The juvenile justice system takes a special interest in keeping young offenders out of the criminal justice system. That’s because a juvenile or criminal record can make it difficult for them to turn their lives around, and incarceration can expose them to worse influences than they encounter among their age peers. Many courts have special Diversion Programs for juveniles. But because juveniles are a special case, their cases are most often handled not by specialized programs but by actual juvenile courts.

Traditional juvenile courts are a subject for their own blog post; here we examine courts that are staffed – jury, clerk, bailiff, prosecutor, and defense counsel – by the juvenile offender’s own age peers. Some Teen Courts even have a teen judge, although most place a local volunteer attorney or judge in that position. Teen Court members must attend training classes, and often pass a “bar exam” and be sworn in. We examined one such court in our post about Seattle’s Youth Traffic Court. Let’s take a look at some other Teen Courts – also known as Youth Courts – which handle more than just traffic cases.

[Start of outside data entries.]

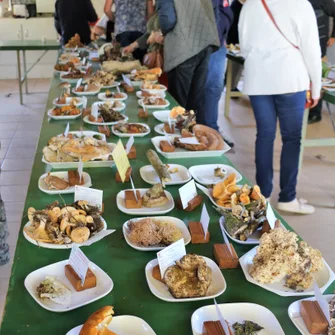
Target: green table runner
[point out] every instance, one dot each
(131, 294)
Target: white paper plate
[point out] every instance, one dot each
(177, 222)
(323, 278)
(159, 129)
(63, 175)
(71, 81)
(117, 133)
(162, 116)
(80, 94)
(167, 104)
(149, 175)
(161, 291)
(104, 123)
(96, 105)
(123, 325)
(238, 312)
(294, 314)
(121, 204)
(182, 153)
(78, 299)
(68, 102)
(204, 174)
(97, 237)
(65, 117)
(160, 94)
(102, 96)
(162, 89)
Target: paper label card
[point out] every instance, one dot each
(67, 129)
(204, 220)
(189, 140)
(79, 83)
(126, 80)
(91, 195)
(322, 302)
(187, 193)
(129, 144)
(121, 160)
(79, 262)
(270, 216)
(169, 255)
(225, 238)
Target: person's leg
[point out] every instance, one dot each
(290, 109)
(315, 113)
(214, 87)
(266, 122)
(180, 79)
(195, 99)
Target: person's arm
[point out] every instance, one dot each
(167, 15)
(91, 13)
(108, 9)
(150, 8)
(309, 45)
(57, 23)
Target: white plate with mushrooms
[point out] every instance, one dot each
(60, 185)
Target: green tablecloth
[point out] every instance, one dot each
(29, 45)
(131, 294)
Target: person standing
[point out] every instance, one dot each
(73, 17)
(216, 67)
(190, 34)
(130, 20)
(324, 9)
(282, 57)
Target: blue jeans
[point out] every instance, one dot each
(213, 89)
(289, 109)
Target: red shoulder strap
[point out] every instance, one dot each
(275, 23)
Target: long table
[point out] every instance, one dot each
(27, 45)
(131, 294)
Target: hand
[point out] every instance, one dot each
(331, 41)
(315, 102)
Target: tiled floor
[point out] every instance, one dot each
(19, 129)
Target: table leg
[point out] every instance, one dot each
(229, 79)
(303, 137)
(19, 74)
(25, 71)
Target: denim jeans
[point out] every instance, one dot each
(289, 109)
(213, 89)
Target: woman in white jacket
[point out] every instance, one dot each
(280, 64)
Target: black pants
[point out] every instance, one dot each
(129, 37)
(187, 82)
(316, 111)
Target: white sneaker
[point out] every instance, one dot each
(298, 206)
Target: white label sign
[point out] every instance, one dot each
(189, 140)
(322, 302)
(126, 80)
(79, 83)
(67, 129)
(79, 262)
(129, 144)
(91, 195)
(270, 216)
(187, 193)
(169, 255)
(204, 220)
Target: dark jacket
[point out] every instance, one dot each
(236, 8)
(324, 9)
(168, 18)
(73, 17)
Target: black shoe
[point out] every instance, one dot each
(314, 119)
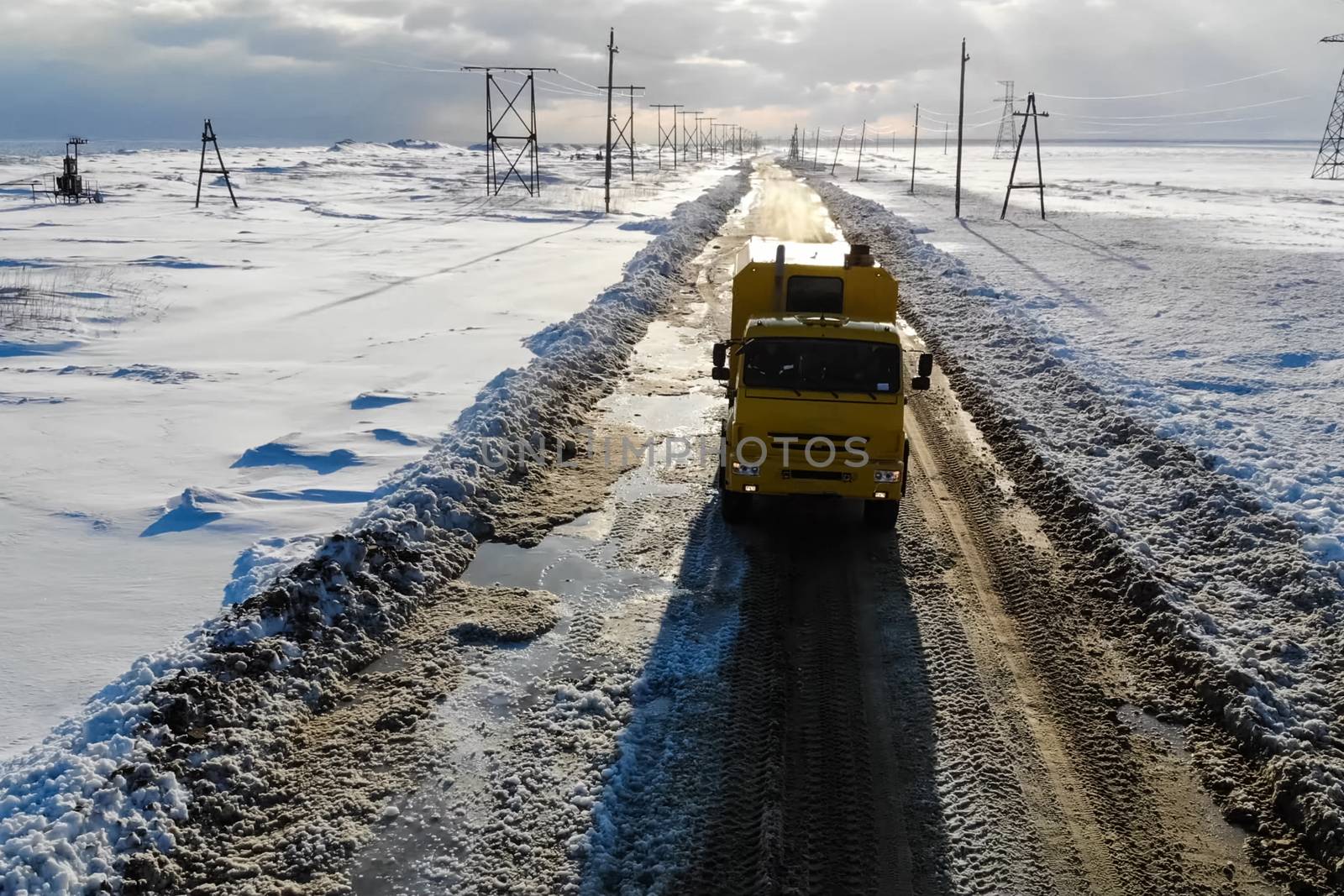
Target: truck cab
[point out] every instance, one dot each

Teen Courts operate on the “restorative justice” principle, in which the offender takes responsibility for his or her offense, makes amends to the victim and the community, and receives the assistance of the community in avoiding future offenses. As any parent can attest, teens tend to pay more attention to their age peers than to adults – including their parents. Teen Courts substitute an organized form of “peer pressure” for the traditional “do what the adults tell you” model. Not surprisingly, it works; recidivism rates for Teen Courts are significantly lower than those of traditional juvenile courts.

Teen Courts generally serve only first-time offenders charged with misdemeanors and infractions, such as minor theft, underage drinking, vandalism, disorderly conduct, and traffic tickets.  Because the offender must accept responsibility, these courts operate as sentencing courts; the offender admits guilt, and the court decides the consequences – which may include restitution, community service, education, counseling, and serving on other Teen Court juries.

The Seattle Youth Traffic Court is not the only such court in Washington; take a look at Lake Forest Park Youth Court (limited to traffic cases) and the Island County and Whatcom County Teen Courts.

In Texas, some Teen Courts such as Killeen’s are limited to traffic cases, while others such as College Station’s and Texarkana’s handle more types of misdemeanors. Links to the many Texas Teen Courts may be found on CourtReference’s Texas Courts Guide; just scroll down the page and look for “Teen Court” links.

Other examples may be found in Anchorage, AK; Union County, OR; Santa Fe County, NM; Florida’s 4th, 6th, and 7th Judicial Circuits; Horseheads, NY; and Bureau County, IL. Be sure to check CourtReference’s guide for your state to find Teen Courts and Youth Courts in your own county or city.